# Capstone Business Problem

## Introduction/Business Problem

I am a huge connoisseur of coffee, and have always harbored a pipe dream of opening a coffee shop focused on simple, but elevated coffee. The suggested prompt for the assignment got me thinking about where could I open a coffee shop in the city of Atlanta, where I live. Atlanta has some decent coffee, especially within the city limits. However, there are some areas which are devoid of good coffee and therefore could be a good location to open a shop.  

For those who have never visited, Atlanta is a vast city with three major counties: Fulton, Cobb, and Dekalb. Because I cannot find any database regarding the actual suburbs of Atlanta, I'm going to focus on the different Zip codes within the city.

Therefore, **my business problem is**: Where is the best place to open a coffee shop in metro Atlanta?

## The first challenge is finding out the zip codes and association latitude and longitude of the centroid

In [1]:
from bs4 import BeautifulSoup
import requests
import pandas as pd
import numpy as np
import geocoder

### Getting a list of the three counties

In [2]:
counties =  {'fulton':"https://www.zip-codes.com/county/ga-fulton.asp",
            'cobb':"https://www.zip-codes.com/county/ga-cobb.asp",
            'dekalb':"https://www.zip-codes.com/county/ga-dekalb.asp"}

### This is my function to web scrape and clean the zip code data.

In [3]:
def get_county_zip(x):
    
    #print(x)
    
    page = requests.get(x)
    soup = BeautifulSoup(page.text)
    
    # To Get Zip Codes
    zipcode = soup.findAll(class_='label')
    population = soup.findAll(class_= 'info')
    
    # First, Processing Zip Codes
    for zipc in range(1,len(zipcode)):
        zip_name = zipcode[zipc].text
        #print(zip_name)
        zipcode[zipc] = zip_name
    
    # Removing Non-Zip Code areas
    zip2 = []
    for ii in zipcode:
        if isinstance(ii, str) and ii[0:3] == 'ZIP':
            zip_isolated = str(ii).replace('ZIP Code ','')
            #print(zip_isolated)
            zip2.append(zip_isolated)
            
    # Next, Populations.

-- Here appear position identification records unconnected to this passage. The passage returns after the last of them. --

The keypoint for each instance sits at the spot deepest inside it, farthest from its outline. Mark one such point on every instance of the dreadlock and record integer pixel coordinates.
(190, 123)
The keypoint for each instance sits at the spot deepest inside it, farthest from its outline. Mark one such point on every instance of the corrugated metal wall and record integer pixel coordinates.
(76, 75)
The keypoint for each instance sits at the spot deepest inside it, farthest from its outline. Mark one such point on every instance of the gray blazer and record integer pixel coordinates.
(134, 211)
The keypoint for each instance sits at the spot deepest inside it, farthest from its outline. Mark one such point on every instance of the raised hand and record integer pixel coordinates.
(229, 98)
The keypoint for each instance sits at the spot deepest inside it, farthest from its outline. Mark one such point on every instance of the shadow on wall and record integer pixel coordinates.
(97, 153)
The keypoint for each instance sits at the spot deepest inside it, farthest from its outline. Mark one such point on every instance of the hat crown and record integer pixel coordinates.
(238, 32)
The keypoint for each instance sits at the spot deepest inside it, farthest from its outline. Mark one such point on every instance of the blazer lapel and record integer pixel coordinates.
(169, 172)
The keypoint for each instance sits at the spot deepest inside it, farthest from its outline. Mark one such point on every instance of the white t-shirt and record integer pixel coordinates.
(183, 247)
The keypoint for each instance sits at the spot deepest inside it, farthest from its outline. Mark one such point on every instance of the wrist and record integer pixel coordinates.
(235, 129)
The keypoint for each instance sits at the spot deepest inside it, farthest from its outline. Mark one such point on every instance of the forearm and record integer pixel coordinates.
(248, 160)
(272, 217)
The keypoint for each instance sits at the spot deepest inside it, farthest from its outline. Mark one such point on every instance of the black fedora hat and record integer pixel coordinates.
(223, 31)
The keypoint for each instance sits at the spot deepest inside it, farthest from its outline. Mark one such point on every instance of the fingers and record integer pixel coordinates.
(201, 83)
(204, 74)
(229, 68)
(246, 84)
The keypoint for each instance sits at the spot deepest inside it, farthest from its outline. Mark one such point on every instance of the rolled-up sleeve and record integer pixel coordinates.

These start on every 5
    v = np.arange(7,len(population),5)
    
    zip_pop = [] 
    for ii in v:
        pop = population[ii].text
        pop = pop.replace(',','')
        zip_pop.append(int(pop))
    
    # Combinging into a dataframe
    d = {'zipcode': zip2, 'population': zip_pop}
    df = pd.DataFrame(data=d)
    
    return(df)

### This function takes a zip code and, using geocoder, finds the associated latitutde and longitude of the centroid

In [4]:
def get_lat_long(zipcode):
    
    # Returning search for zipcode
    g = geocoder.arcgis(zipcode)
    
    # Latitude
    lati = g.lat
    
    # Longitude
    longi = g.lng
    
    return(lati,longi)

### Looping over the three counties

In [5]:
counties2 = {}
for county in counties:
    
    url = counties[county]
    
    # First DF
    county_df = get_county_zip(url)
    
    # Run through location function
    latitude = []
    longitude = []
    
    for z in county_df['zipcode']:
        
        la, lo = get_lat_long(z)
        
        latitude.append(la)
        longitude.append(lo)
        
    # final DF
    county_df['latitude'] = latitude
    county_df['longitude'] = longitude
    
    # Removing counties with a population = 0
    county_df = county_df[county_df['population'] > 0]
    
    # Adding to new dictionary
    counties2[county] = county_df

In [6]:
# Combine into a dataframe
all_df = pd.DataFrame()
for key, sub_df in counties2.items():
    all_df = all_df.append(sub_df, ignore_index=False) # Add your sub_df one by one
    
all_df.head()

Unnamed: 0,zipcode,population,latitude,longitude
0,30004,53033,34.129194,-84.3099
1,30005,34442,34.076509,-84.225019
2,30009,13722,34.075075,-84.298541
3,30022,64359,34.02118,-84.23461
5,30075,52573,34.051165,-84.371848


In [21]:
## Looking at where the locations are
import folium

# create map of New York using latitude and longitude values
map_atl = folium.Map(location=[33.7676338, -84.5606894], zoom_start=10)

# add markers to map
for lat, lng, borough in zip(all_df['latitude'], all_df['longitude'], all_df['zipcode']):
    #label = str(borough)
    #label = folium.Popup(label, parse_html=True)
    folium.CircleMarker(
        [lat, lng],
        radius=5,
        popup=borough,
        color='blue',
        fill=True,
        fill_color='#3186cc',
        fill_opacity=0.7,
        parse_html=False).add_to(map_atl)  
    
map_atl

# Week 1 Part 2: Data Creaiton

In doing some research for how others go about finding the best coffee shop location, I came across [this page](https://squareup.com/us/en/townsquare/how-to-find-a-coffee-shop-location). With regards to the the Foursquare API, this point seems most salient:

**2. Neighboring businesses**
"When you’re determining the best location for a coffee shop, neighboring businesses can also affect your profitability — both negatively and positively.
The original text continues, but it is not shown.